The day after Salil and I met in Canberra with Minister Bowen, the bitter-sweet news came that the Australian Parliament would not be voting on the Government’s Migration Act amendments.
I felt a mixture of relief and disappointment – relieved that the attempt to revive the Malaysia deal had failed, disappointment at the fact that the Australian Government had been reluctantly wedged into doing the right thing for refugees.
Asylum seekers are processed onshore in every other western democracy.
But the 800 vulnerable people the Malaysia deal would have directly affected – likely to be refugees fleeing horrific circumstances beyond our imagination – have no voice in this debate. Yet they were the ones facing the threat of being caned, locked in cages and abused at the hands of Malaysian authorities.
With torture, persecution and conflict creating millions of refugees around the world, the number that make it to Australia’s shores is tiny. In fact 80 per cent of the world’s refugees currently live in developing countries.

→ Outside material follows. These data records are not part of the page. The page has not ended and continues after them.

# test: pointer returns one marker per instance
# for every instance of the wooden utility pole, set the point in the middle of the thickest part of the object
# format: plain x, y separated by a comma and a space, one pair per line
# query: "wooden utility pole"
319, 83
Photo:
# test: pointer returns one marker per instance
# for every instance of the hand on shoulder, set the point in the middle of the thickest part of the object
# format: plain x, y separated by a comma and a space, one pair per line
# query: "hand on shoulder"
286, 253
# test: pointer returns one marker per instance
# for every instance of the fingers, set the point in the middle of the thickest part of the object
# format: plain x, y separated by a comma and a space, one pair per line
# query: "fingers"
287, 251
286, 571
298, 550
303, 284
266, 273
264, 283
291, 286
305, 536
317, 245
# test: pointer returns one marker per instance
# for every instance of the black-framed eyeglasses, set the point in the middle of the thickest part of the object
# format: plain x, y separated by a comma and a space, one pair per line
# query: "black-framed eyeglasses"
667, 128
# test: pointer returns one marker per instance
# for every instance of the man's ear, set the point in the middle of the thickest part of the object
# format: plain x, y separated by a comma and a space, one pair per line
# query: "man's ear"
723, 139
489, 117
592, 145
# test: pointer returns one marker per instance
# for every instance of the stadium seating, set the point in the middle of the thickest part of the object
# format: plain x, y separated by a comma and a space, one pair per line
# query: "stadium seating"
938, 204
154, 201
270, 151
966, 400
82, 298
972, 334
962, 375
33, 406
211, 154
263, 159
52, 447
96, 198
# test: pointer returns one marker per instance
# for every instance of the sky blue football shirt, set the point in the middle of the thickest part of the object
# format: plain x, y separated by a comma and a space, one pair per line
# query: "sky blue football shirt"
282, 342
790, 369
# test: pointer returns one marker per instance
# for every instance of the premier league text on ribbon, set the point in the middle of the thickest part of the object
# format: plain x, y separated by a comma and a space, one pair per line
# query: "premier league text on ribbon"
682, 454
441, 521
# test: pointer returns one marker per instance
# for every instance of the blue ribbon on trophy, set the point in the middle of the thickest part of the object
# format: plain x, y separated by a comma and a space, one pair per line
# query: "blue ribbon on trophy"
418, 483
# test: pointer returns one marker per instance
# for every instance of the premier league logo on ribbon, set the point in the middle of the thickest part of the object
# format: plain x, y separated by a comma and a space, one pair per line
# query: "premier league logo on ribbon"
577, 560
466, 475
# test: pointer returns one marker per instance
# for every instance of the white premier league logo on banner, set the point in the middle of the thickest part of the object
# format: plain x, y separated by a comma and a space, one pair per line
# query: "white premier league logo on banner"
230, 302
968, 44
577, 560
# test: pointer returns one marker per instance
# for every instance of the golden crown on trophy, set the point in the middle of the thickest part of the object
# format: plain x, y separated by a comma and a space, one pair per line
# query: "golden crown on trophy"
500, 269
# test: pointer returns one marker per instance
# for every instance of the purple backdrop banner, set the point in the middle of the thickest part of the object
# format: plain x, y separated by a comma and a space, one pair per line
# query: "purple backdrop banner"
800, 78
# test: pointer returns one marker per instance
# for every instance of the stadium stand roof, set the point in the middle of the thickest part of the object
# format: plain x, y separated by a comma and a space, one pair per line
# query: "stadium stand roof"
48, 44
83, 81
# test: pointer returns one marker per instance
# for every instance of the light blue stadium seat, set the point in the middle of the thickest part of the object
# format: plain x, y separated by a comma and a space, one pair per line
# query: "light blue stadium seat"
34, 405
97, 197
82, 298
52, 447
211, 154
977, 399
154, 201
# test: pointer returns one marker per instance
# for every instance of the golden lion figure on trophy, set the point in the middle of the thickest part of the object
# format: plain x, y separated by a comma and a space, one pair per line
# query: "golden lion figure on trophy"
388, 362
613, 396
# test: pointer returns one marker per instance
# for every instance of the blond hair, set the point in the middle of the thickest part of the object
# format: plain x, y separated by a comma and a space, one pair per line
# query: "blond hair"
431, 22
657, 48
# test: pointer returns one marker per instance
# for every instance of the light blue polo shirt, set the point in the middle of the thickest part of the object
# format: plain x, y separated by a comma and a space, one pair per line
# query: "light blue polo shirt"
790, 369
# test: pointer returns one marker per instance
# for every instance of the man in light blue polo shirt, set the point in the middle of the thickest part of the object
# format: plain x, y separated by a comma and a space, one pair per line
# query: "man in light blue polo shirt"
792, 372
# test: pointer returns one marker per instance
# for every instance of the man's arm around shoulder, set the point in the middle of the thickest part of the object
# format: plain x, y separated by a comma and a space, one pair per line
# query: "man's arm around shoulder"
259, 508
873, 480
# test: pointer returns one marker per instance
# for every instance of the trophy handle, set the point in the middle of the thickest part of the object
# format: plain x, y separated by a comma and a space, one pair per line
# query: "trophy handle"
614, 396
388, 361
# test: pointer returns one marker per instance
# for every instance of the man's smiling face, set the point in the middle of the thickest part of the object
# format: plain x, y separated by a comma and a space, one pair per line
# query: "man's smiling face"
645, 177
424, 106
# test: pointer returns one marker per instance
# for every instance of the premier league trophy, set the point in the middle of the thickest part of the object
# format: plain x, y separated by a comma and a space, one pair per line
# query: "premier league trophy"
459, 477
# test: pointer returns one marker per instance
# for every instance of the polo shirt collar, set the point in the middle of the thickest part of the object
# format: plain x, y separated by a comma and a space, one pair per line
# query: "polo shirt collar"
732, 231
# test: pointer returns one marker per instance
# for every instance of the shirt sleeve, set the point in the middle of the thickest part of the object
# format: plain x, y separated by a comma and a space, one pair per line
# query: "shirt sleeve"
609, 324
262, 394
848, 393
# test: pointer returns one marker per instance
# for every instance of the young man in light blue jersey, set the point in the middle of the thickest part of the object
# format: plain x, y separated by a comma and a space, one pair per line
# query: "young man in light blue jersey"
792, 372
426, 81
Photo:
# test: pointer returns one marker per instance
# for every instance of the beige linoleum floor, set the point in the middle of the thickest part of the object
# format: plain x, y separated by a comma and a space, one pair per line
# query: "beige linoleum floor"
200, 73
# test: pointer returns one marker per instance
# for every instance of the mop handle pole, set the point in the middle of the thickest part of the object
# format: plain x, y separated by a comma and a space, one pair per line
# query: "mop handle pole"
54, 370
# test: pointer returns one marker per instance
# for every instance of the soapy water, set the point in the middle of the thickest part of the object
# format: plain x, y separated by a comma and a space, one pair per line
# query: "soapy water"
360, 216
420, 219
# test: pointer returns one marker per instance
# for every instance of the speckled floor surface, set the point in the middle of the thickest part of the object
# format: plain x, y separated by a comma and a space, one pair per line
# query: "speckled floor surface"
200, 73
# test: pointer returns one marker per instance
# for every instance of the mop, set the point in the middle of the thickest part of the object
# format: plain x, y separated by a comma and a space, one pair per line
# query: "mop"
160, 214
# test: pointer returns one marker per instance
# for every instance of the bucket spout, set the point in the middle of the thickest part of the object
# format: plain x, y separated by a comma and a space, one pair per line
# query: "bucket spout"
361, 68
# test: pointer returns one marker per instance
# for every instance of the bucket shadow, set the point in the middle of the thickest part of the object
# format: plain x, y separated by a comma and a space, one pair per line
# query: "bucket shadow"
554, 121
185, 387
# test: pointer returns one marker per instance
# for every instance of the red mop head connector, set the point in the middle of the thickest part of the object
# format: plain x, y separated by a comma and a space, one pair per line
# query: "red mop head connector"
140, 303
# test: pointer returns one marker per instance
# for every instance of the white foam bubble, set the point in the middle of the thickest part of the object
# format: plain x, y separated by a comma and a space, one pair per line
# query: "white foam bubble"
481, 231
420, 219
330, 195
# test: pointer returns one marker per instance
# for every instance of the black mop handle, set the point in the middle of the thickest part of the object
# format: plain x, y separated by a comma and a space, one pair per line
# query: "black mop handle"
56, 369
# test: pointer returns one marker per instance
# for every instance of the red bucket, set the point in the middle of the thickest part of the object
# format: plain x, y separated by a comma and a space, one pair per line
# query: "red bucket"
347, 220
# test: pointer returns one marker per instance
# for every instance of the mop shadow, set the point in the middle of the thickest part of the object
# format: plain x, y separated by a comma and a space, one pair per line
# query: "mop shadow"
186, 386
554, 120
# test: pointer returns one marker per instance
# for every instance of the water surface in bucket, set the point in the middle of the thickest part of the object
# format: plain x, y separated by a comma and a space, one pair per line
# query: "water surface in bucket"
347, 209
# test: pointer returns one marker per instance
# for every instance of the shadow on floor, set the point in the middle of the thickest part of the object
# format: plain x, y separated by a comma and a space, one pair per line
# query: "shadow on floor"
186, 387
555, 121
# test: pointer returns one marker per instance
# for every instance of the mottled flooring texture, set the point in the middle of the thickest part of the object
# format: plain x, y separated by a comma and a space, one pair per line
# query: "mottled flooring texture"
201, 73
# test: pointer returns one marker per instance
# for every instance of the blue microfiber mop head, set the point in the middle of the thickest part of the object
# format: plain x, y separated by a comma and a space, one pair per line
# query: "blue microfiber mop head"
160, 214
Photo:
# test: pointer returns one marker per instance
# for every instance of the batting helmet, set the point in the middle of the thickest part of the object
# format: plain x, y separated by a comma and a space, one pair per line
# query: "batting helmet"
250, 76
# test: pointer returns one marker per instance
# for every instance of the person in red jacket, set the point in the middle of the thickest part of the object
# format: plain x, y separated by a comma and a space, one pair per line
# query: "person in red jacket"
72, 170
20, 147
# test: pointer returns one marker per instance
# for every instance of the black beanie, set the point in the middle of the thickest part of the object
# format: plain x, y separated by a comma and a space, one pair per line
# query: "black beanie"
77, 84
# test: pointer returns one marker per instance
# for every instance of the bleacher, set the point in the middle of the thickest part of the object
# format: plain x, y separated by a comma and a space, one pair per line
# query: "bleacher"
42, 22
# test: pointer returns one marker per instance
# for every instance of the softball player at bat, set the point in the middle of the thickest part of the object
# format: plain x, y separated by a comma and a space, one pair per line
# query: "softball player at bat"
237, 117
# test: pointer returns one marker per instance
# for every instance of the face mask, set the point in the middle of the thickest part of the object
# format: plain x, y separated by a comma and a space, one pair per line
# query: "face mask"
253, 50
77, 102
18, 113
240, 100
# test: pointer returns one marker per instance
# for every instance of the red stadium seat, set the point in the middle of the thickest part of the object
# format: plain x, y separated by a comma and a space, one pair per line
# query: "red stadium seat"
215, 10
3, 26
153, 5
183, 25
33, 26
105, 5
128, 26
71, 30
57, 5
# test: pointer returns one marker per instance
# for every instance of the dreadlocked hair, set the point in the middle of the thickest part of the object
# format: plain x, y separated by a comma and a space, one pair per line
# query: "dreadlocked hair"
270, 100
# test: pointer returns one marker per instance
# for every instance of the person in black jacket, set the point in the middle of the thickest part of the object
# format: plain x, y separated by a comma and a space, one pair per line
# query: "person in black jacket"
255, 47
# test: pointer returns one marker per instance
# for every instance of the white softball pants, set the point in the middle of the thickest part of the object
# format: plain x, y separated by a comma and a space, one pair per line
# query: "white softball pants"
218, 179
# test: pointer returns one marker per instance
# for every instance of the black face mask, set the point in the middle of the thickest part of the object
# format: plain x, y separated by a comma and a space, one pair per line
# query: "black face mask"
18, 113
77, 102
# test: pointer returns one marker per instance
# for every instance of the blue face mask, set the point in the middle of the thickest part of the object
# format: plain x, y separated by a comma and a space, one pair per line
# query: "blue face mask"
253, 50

This year with the unrest in North Africa, tens of thousands of asylum seekers have flooded into Europe – where there’s widespread bemusement at Australia’s shopping around for offshore ‘solutions’ for a small number of asylum seekers.
We don’t need a Malaysia solution or a Nauru solution – we need a human rights solution. A country like Australia should be leading the way on human rights and upholding its international obligations under the UN Refugee Convention and the Convention on the Rights of the Child. How can Australia hope to establish a regional framework to increase protections for refugees in countries like Indonesia and Malaysia if it sets such an appalling example and tries to outsource its responsibilities?
When it comes to onshore processing, asylum seekers in Australian detention centres may not be dying of diseases spread by rat urine as has happened in Malaysian centres, but the long waiting times are clearly taking their toll on asylum seekers’ mental health.
We met a Tamil family from Sri Lanka living under 24-hour guard in Villawood despite being recognised as real refugees. Survivors of the 2009 conflict in which 40,000 Tamil civilians died, the parents had fled the terror with their young children. Now denied a security clearance with no explanation, they remain at Villawood while their children mark yet another birthday and are routinely frisked by security guards when they return from school. Left in limbo, they don’t know if they will be sent to a third country or locked up indefinitely, despite not being charged with any crime.
These cases show the human cost of Australia’s failure to meet its international human rights obligations.
Salil and I finished our fact finding mission at Parliament House in Canberra, seemingly a world away from the Villawood detention centre and the ironically-named Utopia community. The Government, by default, now has a real opportunity to genuinely improve its human rights record on refugees, stop treating vulnerable people as political footballs and ensure our First Peoples enjoy their full human rights.